MELISSA: Multi-level Evaluation with LLM-based Integrated Self-Scrutiny and Auditing
Abstract
As AI systems increasingly conduct complex multi-turn interactions, reliable evaluation becomes critical yet challenging. Current LLM-as-judge approaches suffer from severe biases and struggle with lengthy conversations, while monolithic evaluation misses quality variations across dialogue segments. We present MELISSA, a framework that hierarchically decomposes conversations and learns bias corrections from human judgments, requiring no model fine-tuning.

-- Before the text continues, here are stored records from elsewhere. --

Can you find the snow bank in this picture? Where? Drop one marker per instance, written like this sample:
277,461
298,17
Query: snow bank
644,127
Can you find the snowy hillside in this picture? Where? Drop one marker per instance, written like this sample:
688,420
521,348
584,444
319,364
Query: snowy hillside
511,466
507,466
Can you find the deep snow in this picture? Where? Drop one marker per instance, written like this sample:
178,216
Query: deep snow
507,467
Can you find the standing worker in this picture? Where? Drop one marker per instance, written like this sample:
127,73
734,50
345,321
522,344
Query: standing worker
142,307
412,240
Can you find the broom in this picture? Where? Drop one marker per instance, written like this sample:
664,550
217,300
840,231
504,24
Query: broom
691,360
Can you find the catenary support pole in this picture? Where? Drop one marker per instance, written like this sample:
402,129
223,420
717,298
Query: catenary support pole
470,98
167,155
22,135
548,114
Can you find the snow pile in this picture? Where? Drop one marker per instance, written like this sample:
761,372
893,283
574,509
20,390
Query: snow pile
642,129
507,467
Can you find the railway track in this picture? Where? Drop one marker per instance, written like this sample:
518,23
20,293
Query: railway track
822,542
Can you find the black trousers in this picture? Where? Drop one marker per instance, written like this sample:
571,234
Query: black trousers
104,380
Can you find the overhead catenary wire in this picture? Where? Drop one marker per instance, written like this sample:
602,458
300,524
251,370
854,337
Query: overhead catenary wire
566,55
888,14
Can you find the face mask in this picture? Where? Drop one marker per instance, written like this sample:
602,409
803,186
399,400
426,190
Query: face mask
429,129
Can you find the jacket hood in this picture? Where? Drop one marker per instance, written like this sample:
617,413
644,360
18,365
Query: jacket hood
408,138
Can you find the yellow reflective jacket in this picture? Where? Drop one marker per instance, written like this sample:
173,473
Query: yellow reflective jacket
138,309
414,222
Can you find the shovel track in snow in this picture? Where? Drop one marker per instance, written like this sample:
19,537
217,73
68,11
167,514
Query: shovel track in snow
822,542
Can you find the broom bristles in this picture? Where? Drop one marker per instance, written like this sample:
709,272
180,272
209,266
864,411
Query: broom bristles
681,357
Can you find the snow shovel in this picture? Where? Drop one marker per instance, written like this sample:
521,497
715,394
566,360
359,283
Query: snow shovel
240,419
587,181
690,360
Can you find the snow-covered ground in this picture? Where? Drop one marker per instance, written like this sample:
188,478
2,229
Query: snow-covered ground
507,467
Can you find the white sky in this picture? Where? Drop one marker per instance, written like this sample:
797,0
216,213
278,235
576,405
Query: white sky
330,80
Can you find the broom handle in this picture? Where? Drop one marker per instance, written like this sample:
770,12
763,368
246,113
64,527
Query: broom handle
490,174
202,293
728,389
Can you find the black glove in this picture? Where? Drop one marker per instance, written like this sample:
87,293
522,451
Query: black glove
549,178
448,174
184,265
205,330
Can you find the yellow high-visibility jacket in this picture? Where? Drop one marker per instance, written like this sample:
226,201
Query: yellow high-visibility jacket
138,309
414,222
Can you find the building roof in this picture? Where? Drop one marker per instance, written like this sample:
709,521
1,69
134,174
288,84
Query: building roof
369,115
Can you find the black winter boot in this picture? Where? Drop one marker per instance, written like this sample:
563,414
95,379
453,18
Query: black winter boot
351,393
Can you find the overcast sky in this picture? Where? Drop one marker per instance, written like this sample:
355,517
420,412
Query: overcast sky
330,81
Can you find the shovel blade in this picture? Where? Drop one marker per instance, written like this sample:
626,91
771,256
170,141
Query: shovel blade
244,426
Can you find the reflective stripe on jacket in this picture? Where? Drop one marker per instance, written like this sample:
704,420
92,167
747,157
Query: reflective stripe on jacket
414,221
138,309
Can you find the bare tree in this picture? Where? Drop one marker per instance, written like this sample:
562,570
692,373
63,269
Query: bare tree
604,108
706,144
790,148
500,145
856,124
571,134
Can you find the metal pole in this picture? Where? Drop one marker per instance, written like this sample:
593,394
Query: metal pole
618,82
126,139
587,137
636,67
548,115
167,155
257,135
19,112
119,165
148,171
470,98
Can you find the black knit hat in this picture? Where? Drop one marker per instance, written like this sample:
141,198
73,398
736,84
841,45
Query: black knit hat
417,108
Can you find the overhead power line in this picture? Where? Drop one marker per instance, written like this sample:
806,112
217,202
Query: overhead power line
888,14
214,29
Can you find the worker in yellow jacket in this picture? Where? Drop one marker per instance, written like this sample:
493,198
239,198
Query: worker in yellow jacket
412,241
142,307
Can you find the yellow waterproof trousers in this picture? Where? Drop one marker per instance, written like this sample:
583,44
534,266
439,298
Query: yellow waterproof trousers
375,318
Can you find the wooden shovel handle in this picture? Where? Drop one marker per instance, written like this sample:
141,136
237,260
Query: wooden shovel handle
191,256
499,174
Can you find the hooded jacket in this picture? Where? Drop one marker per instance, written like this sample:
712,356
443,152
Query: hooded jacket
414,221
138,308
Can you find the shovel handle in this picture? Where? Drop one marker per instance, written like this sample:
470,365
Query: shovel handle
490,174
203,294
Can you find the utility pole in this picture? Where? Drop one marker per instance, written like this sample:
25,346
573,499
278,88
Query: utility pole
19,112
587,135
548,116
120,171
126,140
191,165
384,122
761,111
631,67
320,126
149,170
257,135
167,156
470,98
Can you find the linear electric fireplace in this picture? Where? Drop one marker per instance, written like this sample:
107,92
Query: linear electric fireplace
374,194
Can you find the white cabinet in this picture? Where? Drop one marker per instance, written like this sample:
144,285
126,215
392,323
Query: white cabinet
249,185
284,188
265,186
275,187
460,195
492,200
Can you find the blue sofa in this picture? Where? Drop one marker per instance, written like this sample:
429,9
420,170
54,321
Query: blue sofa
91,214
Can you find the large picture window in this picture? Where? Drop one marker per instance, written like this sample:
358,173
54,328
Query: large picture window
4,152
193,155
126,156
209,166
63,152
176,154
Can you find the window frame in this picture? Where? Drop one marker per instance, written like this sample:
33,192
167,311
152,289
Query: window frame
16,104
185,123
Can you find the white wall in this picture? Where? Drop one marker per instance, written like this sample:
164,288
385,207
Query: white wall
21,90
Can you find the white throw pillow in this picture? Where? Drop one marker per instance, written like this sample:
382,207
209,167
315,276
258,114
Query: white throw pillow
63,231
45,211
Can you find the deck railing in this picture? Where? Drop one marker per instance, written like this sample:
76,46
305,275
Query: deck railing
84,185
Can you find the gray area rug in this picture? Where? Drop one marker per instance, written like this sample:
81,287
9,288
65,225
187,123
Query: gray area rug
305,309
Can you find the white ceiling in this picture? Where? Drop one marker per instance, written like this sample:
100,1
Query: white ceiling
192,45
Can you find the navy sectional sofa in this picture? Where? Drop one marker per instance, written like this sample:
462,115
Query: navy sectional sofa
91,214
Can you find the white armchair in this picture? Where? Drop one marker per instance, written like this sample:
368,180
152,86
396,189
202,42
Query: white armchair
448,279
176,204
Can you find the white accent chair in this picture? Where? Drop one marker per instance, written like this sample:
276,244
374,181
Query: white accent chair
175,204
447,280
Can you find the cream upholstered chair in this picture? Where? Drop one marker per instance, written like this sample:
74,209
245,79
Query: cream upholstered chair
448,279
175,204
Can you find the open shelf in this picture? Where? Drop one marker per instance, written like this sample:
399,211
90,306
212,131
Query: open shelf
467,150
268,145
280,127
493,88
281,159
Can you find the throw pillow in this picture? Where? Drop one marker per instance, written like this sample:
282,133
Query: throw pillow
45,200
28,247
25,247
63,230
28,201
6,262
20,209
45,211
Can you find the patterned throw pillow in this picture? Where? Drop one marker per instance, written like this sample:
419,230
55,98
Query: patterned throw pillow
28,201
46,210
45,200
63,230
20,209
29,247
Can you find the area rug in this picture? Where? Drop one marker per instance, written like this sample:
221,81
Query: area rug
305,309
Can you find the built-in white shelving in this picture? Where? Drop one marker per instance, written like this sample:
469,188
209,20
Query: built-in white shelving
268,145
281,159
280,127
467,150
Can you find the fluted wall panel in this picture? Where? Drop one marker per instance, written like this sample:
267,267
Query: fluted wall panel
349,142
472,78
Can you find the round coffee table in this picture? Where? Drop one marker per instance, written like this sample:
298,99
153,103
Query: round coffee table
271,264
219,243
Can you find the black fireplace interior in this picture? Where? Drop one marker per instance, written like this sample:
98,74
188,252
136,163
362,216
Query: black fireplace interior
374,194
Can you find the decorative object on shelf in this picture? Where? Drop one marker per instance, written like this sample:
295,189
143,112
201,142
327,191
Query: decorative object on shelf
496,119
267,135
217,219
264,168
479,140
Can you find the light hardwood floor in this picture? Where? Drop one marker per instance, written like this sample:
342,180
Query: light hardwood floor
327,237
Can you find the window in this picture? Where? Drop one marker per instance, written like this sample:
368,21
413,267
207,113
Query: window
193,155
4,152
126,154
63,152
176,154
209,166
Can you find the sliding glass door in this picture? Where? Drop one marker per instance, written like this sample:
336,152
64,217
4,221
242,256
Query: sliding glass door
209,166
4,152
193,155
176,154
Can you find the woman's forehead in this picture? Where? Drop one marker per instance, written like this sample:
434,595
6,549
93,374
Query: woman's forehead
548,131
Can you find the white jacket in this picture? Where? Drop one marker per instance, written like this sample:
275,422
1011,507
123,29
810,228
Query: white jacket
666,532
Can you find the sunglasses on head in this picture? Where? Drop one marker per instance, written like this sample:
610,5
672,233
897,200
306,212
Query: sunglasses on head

Evaluating 100 AI-conducted technical interviews with expert annotations reveals surprising insights: bias correction alone reduces error by over 50\%, indicating LLMs struggle with scale calibration rather than quality discrimination; properly aligned GPT-4o-mini outperforms unaligned Claude 3.5, enabling order-of-magnitude cost reductions; and optional audit mechanisms show mixed results—while potentially providing confidence signals, they often introduce unnecessary edits that degrade performance when models already produce well-calibrated evaluations, highlighting the importance of empirical validation over intuitive design. These findings demonstrate that simple calibration transforms weak models into reliable judges, while reinforcing that high-quality human data remains essential for automated evaluation systems.